Ich erkannte, dass Gebons es auf seine Weise gut mit mir meinte. Mit mir, aber nicht mit Ellen. Ellen war ihm einerlei.

»Was würde mit ihr geschehen, wenn ich Euren Rat befolgte?«

Er zuckte mit den Schultern. »Sie würde krank werden. Aber das wird sie auch ohne Euer Zutun. Ihr verlängert nur das Elend.« Er sah mich listig an. »Vielleicht habt Ihr ja Angst, es ihr zu sagen.«

»Du vergisst dich, Gebons«, fuhr ich ihn an.

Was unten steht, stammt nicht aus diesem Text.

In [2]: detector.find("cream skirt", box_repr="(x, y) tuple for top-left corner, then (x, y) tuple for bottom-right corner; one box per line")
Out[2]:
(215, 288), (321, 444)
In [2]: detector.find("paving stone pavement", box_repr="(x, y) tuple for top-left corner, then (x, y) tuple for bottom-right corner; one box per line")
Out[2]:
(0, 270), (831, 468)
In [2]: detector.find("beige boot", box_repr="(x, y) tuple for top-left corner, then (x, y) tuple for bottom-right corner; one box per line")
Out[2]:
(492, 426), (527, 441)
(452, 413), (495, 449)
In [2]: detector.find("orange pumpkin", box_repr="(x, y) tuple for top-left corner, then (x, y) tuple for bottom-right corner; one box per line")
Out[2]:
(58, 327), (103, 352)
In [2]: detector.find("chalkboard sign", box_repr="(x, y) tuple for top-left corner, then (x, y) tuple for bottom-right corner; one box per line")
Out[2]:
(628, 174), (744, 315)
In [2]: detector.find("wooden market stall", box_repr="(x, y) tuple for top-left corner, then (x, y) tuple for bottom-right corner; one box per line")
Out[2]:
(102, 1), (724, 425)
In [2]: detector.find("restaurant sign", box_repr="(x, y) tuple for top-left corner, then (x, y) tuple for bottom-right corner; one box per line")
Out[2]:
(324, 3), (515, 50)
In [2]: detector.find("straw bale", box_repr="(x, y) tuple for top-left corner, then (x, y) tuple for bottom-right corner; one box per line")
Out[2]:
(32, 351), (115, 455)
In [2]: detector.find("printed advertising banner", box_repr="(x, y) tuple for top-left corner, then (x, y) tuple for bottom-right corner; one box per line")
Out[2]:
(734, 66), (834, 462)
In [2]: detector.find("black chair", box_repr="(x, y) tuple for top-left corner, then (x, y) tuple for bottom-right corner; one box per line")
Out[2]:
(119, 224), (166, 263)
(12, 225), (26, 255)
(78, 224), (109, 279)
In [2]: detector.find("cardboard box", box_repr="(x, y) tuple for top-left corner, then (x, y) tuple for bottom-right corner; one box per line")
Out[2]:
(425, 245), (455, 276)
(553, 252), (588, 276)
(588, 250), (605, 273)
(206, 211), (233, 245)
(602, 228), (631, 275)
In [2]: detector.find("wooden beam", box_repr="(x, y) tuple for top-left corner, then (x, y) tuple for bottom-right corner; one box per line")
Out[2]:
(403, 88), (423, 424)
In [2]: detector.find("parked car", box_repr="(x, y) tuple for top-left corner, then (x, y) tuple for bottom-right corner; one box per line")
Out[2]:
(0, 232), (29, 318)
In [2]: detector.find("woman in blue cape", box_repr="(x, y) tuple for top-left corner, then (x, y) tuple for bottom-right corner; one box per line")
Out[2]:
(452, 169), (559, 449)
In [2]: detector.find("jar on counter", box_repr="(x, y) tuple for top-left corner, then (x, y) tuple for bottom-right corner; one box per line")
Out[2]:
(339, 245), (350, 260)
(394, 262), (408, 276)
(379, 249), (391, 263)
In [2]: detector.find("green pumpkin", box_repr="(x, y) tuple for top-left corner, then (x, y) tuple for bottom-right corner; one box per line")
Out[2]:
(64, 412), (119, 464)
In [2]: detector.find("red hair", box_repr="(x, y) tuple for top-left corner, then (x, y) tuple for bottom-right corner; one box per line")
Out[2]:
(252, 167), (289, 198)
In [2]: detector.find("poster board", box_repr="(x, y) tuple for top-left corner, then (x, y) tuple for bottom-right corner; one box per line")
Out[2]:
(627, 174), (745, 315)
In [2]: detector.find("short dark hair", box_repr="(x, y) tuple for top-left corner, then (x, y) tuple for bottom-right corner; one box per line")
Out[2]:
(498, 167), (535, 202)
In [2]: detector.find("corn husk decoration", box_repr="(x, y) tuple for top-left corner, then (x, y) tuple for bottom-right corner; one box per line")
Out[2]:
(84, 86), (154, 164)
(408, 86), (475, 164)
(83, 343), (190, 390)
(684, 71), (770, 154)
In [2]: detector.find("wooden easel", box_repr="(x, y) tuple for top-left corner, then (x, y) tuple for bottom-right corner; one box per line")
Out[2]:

Er zuckte mit den Schultern. »Tja, ich kann Euch nur eines sagen: Sobald sich ein Kranker etwas fest einbildet, lässt er sich so bald nicht davon abbringen. Glaubt es mir, Sir, ich bin nun schon seit zehn Jahren hier, ich kenne mich aus.«

Ich wandte mich ab. »Wir sehen uns in zwei Wochen.«

Er zuckte mit den Schultern. »Nun gut. So Gott will, gibt sie sich damit zufrieden. Vorerst.«

Ich verließ das Büro und ging aus dem Haus, schloss die Tür hinter mir. Ich war froh, den Gestank an diesem Ort hinter mir zu lassen. Ich muss die Wahrheit über Ellen ergründen, dachte ich, mir wird schon etwas einfallen.

kapitel drei

Ich ritt nach Hause zurück, legte eilig die besten Kleider an und begab mich zu Fuß zur Anlegestelle Temple Stairs, um mich im Boot die zehn Meilen flussaufwärts nach Hampton Court rudern zu lassen. Die Flut war günstig, dennoch tat der Fährmann sich schwer an diesem schwülheißen Morgen. Jenseits von Westminster passierten wir zahlreiche Barkassen, die vollbeladen mit Vorräten – Tuchballen, Korn aus den königlichen Speichern, viele hundert Langbögen – flussabwärts segelten. Da mein schwitzender Fährmann ziemlich maulfaul und daher jeglicher Konversation abhold war, starrte ich über die Felder. Normalerweise färbten die Kornähren sich um diese Zeit allmählich golden, doch nach dem miserablen Wetter der letzten Wochen waren sie immer noch grün.

Mein Besuch bei Ellen drückte mir aufs Gemüt, besonders Hobs Worte über Rechtsanwälte, die Mittel und Wege hätten, Rätsel zu ergründen. Ich hasste den Gedanken, sie zu hintergehen. Doch die gegenwärtige Situation wurde mir langsam unerträglich.